Contrairement aux attentes des années 1990, l’Europe n’a pas réussi à créer une réelle cohésion et cohérence entre les États-membres. Une fracture s’est dessinée peu à peu entre les pays anciennement sous la tutelle de l’URSS et l’Ouest avec des divergences profondes sur les valeurs et le projet européen.
Le retour d’un « mur » entre l’Est et l’Ouest freine l’affirmation stratégique de l’Europe
The Return of a ‘Wall’ between East and West Hinders Europe’s Strategic Aspirations
Contrary to expectations of the nineteen-nineties, the European Union has not succeeded in creating true cohesion and coherence among its member states. A rift has gradually been created between those countries formerly under dominance of the USSR and those of the West, with profound differences over values and the European project.
Le retrait américain d’Europe. La fragilisation du lien transatlantique depuis Barack Obama et Donald Trump. L’affirmation de nouvelles puissances – Russie, Chine, Iran, Turquie… – qui déstabilisent l’ordre géopolitique issu de la Seconde Guerre mondiale et se réarment massivement. L’affaiblissement des valeurs démocratiques dans le monde. En théorie, tout devrait concourir à l’affirmation stratégique du continent européen. Celle-ci peine pourtant à voir le jour. Et parmi les nombreux obstacles à ce projet porté notamment par la France, il est un frein puissant quoique pas toujours pris à sa juste valeur par Paris et Berlin, c’est la division entre l’Est et l’Ouest du continent.
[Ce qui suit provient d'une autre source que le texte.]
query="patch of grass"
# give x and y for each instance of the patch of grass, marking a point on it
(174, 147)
Avec la disparition de la guerre froide et la chute du communisme, l’« Est » avait progressivement disparu des dictionnaires stratégiques du continent, au profit de qualificatifs moins connotés politiquement, « Europe centrale » et « Europe orientale ». Séparées par un mur que nul ne pouvait franchir pendant plusieurs décennies, les deux parties de l’Europe se sont retrouvées avec joie et émotion au début des années 1990, comme deux amants trop longtemps séparés. C’était le temps du « retour à l’Europe », slogan longtemps crié par les adversaires du communisme et qui fut aussi chanté pendant la « révolution de velours » à Prague en 1989. La réunification du continent annonçait aussi, selon le politologue américain Francis Fukuyama, la « fin de l’histoire ». Avec la disparition de l’URSS, l’élargissement de l’Union européenne devenait une évidence morale, politique et culturelle. En se pacifiant, l’Europe allait redevenir un continent homogène, dont les normes et les acquis seraient également partagés par tous ses membres. Un continent loin des chaos du monde, qui serait uni et fort, et se donnerait les moyens de défendre ses valeurs si elles étaient menacées et même de les propager sur les autres continents, pour y faire pousser les graines de la démocratie et de la paix.
Mais les illusions ont une fin et la lune de miel intra-européenne n’aura duré que quelques années. On la croyait aux oubliettes de l’histoire, mais « l’Europe de l’Est » a fait son retour dans le vocabulaire, au même titre d’ailleurs que « l’Occident ». Les promesses de la période post-soviétique et la domination du modèle américain, le triomphe de l’économie de marché avaient masqué pendant un temps l’importance du défi immense que représentait la convergence des deux Europe. La réalité s’est chargée de le rappeler. Trente ans après la fin de la guerre froide, l’incompréhension est de retour, comme le clivage entre les deux parties du continent.